Pour désamorcer les critiques sur la logique de fermeté du texte formulées par des députés LREM issus de la gauche du paysage politique, le ministre de l'Intérieur assure qu'il sera aussi question d'apporter «des protections aux plus vulnérables». C'est d'ailleurs cet aspect là que le ministère met désormais en avant dans sa réforme, insistant sur l'attribution de titres de séjour plus longs pour les apatrides ou encore une vigilance particulière sur les pratiques d'excision chez les réfugiées. Gérard Collomb précise d'ailleurs que le volet fermeté du texte répond au besoin de s'aligner sur le droit européen. «Le problème principal tient à notre législation, qui par rapport aux législations européennes, est beaucoup plus favorable», soutient-il dans les colonnes du Figaro.
Soucieux de donner des gages à son aile gauche, le gouvernement s'est en outre engagé par la voix d'Edouard Philippe à reprendre un certain nombre d'éléments du rapport sur l'intégration remis par le député LREM Aurélien Taché, selon Le Point. En premier lieu desquels le renforcement de l'apprentissage de la langue française mais aussi l'inscription à un parcours professionnel, l'accélération de l'accès à l'emploi, à la formation ainsi qu'au logement pour les demandeurs d'asile.
La logique répressive du texte critiquée
Autant d'engagements qui n'ont cependant pas convaincu une partie des députés de LREM qui s'interrogent toujours sur la logique répressive du texte. «Nous sommes un certain nombre à craindre des mesures trop restrictives pour les libertés individuelles», affirme ainsi une députée LREM citée par Le Figaro. Un sentiment auquel avait fait écho le député LREM Jean-Michel Clément dans l'hémicycle, à l'occasion de l'adoption de la proposition de loi sur la rétention des étrangers la semaine dernière : «Les plus fragilisés seront sanctionnés.
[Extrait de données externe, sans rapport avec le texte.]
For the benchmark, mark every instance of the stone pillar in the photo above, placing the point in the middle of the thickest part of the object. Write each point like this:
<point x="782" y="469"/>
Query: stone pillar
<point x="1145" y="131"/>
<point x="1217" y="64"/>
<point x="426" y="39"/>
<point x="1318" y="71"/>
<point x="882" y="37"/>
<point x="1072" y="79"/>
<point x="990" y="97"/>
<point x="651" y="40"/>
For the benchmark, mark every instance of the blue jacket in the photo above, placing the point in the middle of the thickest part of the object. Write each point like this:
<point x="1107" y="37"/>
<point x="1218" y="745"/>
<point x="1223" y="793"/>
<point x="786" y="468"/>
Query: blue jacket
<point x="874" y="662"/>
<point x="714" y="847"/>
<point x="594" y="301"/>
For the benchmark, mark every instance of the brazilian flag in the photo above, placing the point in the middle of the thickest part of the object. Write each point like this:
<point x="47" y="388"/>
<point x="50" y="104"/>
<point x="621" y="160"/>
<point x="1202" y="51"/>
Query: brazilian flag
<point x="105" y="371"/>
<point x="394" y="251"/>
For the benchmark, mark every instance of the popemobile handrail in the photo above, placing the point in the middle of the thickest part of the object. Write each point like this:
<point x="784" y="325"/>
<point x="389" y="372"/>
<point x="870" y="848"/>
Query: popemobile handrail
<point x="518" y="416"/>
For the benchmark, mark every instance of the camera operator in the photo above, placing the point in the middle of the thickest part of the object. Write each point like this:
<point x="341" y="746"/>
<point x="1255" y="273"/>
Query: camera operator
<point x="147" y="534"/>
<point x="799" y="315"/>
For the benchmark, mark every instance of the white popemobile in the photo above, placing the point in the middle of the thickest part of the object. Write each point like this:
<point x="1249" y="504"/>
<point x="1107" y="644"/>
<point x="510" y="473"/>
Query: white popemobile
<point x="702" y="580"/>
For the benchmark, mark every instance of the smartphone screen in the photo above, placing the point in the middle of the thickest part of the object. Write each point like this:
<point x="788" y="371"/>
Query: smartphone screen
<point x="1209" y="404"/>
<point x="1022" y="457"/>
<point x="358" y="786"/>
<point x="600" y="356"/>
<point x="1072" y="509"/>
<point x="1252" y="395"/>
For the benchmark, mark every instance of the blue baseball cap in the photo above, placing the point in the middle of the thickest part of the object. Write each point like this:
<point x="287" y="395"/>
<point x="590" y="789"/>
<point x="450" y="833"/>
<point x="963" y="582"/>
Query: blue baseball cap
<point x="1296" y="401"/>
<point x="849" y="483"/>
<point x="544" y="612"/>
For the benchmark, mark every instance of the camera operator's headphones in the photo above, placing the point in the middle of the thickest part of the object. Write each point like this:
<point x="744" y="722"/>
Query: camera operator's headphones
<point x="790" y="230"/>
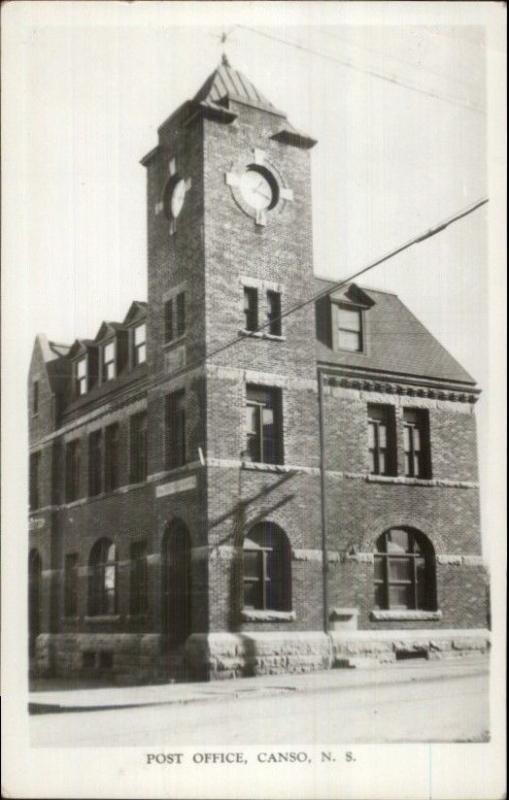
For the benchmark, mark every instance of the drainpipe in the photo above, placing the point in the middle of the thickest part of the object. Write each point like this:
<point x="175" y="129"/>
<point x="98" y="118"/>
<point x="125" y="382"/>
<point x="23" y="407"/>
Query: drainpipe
<point x="323" y="504"/>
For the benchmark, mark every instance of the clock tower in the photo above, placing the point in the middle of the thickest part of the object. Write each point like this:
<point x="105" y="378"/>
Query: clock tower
<point x="229" y="253"/>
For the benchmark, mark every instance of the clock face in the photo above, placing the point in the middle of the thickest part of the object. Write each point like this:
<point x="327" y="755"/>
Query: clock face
<point x="257" y="189"/>
<point x="177" y="198"/>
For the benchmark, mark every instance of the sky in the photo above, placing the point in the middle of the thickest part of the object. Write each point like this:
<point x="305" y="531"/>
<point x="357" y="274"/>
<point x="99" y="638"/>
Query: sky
<point x="407" y="102"/>
<point x="399" y="112"/>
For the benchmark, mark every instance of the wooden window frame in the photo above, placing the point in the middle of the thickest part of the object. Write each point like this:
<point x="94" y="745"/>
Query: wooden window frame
<point x="35" y="480"/>
<point x="138" y="441"/>
<point x="105" y="378"/>
<point x="72" y="470"/>
<point x="111" y="457"/>
<point x="176" y="423"/>
<point x="138" y="588"/>
<point x="81" y="380"/>
<point x="417" y="458"/>
<point x="419" y="548"/>
<point x="102" y="599"/>
<point x="382" y="416"/>
<point x="255" y="400"/>
<point x="95" y="463"/>
<point x="71" y="593"/>
<point x="250" y="308"/>
<point x="140" y="346"/>
<point x="338" y="329"/>
<point x="274" y="312"/>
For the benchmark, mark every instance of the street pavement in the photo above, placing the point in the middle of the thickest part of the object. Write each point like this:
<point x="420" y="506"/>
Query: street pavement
<point x="428" y="701"/>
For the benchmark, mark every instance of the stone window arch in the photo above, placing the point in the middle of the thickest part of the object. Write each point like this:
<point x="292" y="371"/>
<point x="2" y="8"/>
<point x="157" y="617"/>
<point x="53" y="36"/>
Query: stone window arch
<point x="404" y="571"/>
<point x="267" y="568"/>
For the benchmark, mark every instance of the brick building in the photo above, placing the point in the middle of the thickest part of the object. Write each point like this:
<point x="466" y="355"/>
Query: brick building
<point x="303" y="498"/>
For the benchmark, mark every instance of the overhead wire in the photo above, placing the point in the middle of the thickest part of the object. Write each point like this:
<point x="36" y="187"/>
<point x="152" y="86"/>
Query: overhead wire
<point x="367" y="71"/>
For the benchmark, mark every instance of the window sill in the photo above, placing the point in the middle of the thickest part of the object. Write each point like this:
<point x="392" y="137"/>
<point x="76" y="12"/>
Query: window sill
<point x="260" y="466"/>
<point x="178" y="340"/>
<point x="255" y="615"/>
<point x="380" y="615"/>
<point x="399" y="479"/>
<point x="262" y="335"/>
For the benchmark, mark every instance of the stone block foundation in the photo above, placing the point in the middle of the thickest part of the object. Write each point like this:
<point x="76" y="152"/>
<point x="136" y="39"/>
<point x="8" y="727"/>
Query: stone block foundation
<point x="137" y="658"/>
<point x="216" y="656"/>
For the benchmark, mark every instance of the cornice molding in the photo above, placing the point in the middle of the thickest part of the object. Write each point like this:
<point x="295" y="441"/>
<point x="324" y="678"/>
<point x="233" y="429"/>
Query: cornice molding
<point x="402" y="387"/>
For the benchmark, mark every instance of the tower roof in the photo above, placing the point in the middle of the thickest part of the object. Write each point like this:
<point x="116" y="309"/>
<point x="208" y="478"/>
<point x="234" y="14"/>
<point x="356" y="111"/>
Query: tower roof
<point x="227" y="83"/>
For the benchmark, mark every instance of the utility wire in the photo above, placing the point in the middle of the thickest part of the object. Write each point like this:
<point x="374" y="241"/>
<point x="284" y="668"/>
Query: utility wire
<point x="334" y="287"/>
<point x="381" y="54"/>
<point x="438" y="228"/>
<point x="366" y="71"/>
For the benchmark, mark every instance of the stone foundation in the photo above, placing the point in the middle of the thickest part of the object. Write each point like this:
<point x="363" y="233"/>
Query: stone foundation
<point x="126" y="656"/>
<point x="216" y="656"/>
<point x="137" y="658"/>
<point x="359" y="648"/>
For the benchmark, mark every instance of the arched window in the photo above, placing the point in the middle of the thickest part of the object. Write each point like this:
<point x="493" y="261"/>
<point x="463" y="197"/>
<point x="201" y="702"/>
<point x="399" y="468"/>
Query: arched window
<point x="404" y="571"/>
<point x="34" y="598"/>
<point x="102" y="586"/>
<point x="267" y="569"/>
<point x="176" y="583"/>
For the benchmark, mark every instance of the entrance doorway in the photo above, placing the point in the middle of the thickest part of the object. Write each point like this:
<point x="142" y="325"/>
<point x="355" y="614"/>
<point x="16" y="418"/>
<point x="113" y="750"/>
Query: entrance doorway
<point x="34" y="600"/>
<point x="176" y="584"/>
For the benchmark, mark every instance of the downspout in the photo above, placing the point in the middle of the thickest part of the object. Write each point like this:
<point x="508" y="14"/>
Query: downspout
<point x="325" y="558"/>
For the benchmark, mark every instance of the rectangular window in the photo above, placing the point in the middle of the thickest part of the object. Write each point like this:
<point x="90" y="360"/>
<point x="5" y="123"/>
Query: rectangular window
<point x="35" y="479"/>
<point x="274" y="313"/>
<point x="71" y="585"/>
<point x="138" y="442"/>
<point x="168" y="321"/>
<point x="81" y="376"/>
<point x="108" y="361"/>
<point x="176" y="429"/>
<point x="35" y="397"/>
<point x="263" y="425"/>
<point x="181" y="314"/>
<point x="140" y="344"/>
<point x="111" y="456"/>
<point x="250" y="308"/>
<point x="381" y="440"/>
<point x="95" y="466"/>
<point x="139" y="582"/>
<point x="349" y="329"/>
<point x="416" y="443"/>
<point x="72" y="471"/>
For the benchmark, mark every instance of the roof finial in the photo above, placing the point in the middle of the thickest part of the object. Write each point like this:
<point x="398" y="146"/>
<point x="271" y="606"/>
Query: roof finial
<point x="223" y="39"/>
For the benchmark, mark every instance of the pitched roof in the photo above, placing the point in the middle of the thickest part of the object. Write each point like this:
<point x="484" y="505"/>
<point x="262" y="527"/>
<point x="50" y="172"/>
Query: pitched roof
<point x="397" y="342"/>
<point x="226" y="82"/>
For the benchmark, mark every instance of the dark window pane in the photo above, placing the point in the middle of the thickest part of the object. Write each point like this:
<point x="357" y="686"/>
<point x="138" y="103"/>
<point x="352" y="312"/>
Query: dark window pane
<point x="250" y="308"/>
<point x="168" y="321"/>
<point x="181" y="314"/>
<point x="400" y="596"/>
<point x="252" y="564"/>
<point x="252" y="595"/>
<point x="380" y="596"/>
<point x="348" y="340"/>
<point x="274" y="313"/>
<point x="397" y="541"/>
<point x="349" y="319"/>
<point x="400" y="569"/>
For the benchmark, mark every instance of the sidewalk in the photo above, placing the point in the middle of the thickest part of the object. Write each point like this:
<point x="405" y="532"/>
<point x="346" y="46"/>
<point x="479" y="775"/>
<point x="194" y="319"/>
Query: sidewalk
<point x="109" y="698"/>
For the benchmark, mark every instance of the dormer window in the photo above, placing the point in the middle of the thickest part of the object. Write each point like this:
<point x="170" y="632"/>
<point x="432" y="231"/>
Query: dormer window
<point x="139" y="344"/>
<point x="108" y="361"/>
<point x="81" y="376"/>
<point x="349" y="329"/>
Il n'est pas interdit de mettre un peu d'humanité dans un texte de loi.»
Plus consensuel, le député LREM Matthieu Orphelin, transfuge d'Europe Ecologie Les Verts, estime que «le travail parlementaire va permettre de continuer à rééquilibrer le texte». Mais les discussions s'annoncent serrées pour amender le projet, avant les débats parlementaires en mars-avril.